My mother insisted on a celebration. My father tried to stop her, but she would not listen. All the women from the neighbouring houses came to help. It was a proper Kashmiri wazwan, hours in the making. But when the relatives and friends began arriving, the stranger who wore my brother’s face and clothes became angry. He emerged from the room he had shut himself in to stand there, stick-thin and furious. ‘What are we celebrating?’ he shouted. ‘What is there to celebrate? That they sent me back? What about the three years they stole from me? What about what they did to me in those three years?’
My father tried to talk to him and calm him down. My brother went into his room and slammed the door.
‘Let him be,’ said my father. ‘It will take time.’
I stood outside the door and begged. ‘Bhaijaan, please open the door. Please eat something.’ What I was really saying was ‘please forgive me’. Forgive me for everything. Forgive me for the nights my mother wept, stifling her sobs in her razai. Forgive me for my father’s stony silence, his blank eyes. Forgive me for the look on my mother’s face as she stood day after day outside the jail walls. Forgive me for the way my father grovelled in front of people, begging, begging for his son’s life. Forgive me for that moment I handed my brother the cricket bat and made him give me three years of his life in return. Forgive me. I would take it all back if I could.
Late in the night, after all the guests had left, he finally opened the door and seized both my shoulders with strong hands. ‘You will never play for India,’ he said. ‘You will play for Kashmir one day. For aazad Kashmir.’
The seventh day after he was back, my brother took the path into the woods. It was the path taken by the angry men. The Mattoos’s son had done it two years ago after a lathi charge smashed his shin and left him with a permanent limp. Two other boys from the colony had walked away one summer. My brother left on a full-moon night, the path silver in the dark.
My parents didn’t say a word when they woke up to find him missing. I think they knew it was coming. They never mentioned him again. It was as if he had never existed in the story of our family. The photographs of him vanished from the album. His clothes vanished from the cupboard. Only the tears remained. The secret tears my mother wept late at night. The defeated hunch of my father’s shoulders.
My brother had gone, but he left me his anger. I began to look around me and see what he saw. The injustice.
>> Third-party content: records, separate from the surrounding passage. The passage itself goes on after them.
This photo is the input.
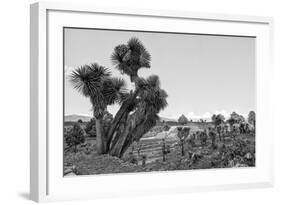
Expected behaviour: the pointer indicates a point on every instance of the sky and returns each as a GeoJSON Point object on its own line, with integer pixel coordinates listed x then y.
{"type": "Point", "coordinates": [202, 74]}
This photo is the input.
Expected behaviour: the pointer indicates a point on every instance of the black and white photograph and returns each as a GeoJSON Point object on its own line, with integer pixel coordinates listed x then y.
{"type": "Point", "coordinates": [142, 101]}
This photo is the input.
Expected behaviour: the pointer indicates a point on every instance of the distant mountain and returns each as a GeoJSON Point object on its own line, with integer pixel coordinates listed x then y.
{"type": "Point", "coordinates": [75, 118]}
{"type": "Point", "coordinates": [167, 119]}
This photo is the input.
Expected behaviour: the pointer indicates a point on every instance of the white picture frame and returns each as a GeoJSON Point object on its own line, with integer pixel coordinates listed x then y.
{"type": "Point", "coordinates": [46, 26]}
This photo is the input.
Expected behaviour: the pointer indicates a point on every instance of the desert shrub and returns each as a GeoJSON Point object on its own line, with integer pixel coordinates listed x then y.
{"type": "Point", "coordinates": [75, 137]}
{"type": "Point", "coordinates": [182, 120]}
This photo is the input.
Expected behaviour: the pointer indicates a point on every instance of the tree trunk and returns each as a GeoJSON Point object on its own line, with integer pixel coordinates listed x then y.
{"type": "Point", "coordinates": [122, 112]}
{"type": "Point", "coordinates": [100, 139]}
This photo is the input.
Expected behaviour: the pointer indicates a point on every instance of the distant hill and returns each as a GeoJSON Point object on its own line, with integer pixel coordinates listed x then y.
{"type": "Point", "coordinates": [75, 118]}
{"type": "Point", "coordinates": [167, 119]}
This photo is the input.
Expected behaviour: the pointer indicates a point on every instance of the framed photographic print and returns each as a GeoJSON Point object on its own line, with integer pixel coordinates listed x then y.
{"type": "Point", "coordinates": [127, 102]}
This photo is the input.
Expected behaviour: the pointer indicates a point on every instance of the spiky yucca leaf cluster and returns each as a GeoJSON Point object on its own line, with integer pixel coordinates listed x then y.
{"type": "Point", "coordinates": [95, 81]}
{"type": "Point", "coordinates": [129, 58]}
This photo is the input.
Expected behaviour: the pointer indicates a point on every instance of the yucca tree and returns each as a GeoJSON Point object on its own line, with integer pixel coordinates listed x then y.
{"type": "Point", "coordinates": [139, 107]}
{"type": "Point", "coordinates": [129, 58]}
{"type": "Point", "coordinates": [151, 100]}
{"type": "Point", "coordinates": [95, 82]}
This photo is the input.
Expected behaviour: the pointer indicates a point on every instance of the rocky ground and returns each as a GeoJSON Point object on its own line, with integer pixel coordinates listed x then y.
{"type": "Point", "coordinates": [233, 152]}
The callousness. The everyday humiliation. The cringing, suffocating lives we all lived. The fear that misted in every breath. My ears filled with his words. How does a man live with someone’s foot on his neck? Is justice to be a fancy word written on paper, or will we make it with our own hands, our blood?
I stayed with my parents for a year. But in the end, even I took the path into the woods. My brother was waiting under the trees. He embraced me and whispered, ‘We will have a new life now. We will have new dreams. You will be part of them.’ I was fourteen years old. My brother was twenty-four. And we were both ready to lay down our lives for our dream.
The first time I saw Aman, he was shaking. His mouth was sealed with tape, his eyes were blindfolded, and he was shivering from the cold. His legs had been tied together so tightly with rope that it would be a couple of hours before he could even try to stand again.
‘Keep him safe,’ said my brother. ‘If anyone finds him, we are all dead.’
‘Who is he?’ I asked.
‘The son of a bastard,’ said my brother. ‘An important man.’
They left me alone with Aman in a safe house that was miles within a forest. It was the dead of winter, and we were all alone. Even I didn’t dare to leave the house. A person could get lost in a matter of minutes and freeze to death in an hour.
I waited till they were long gone. I untied him and removed the blindfold. He croaked, ‘Thank you.’ When he tried to get to his feet, he fell over. I locked the door carefully and looked at this boy of my age, who lay there trying to smile.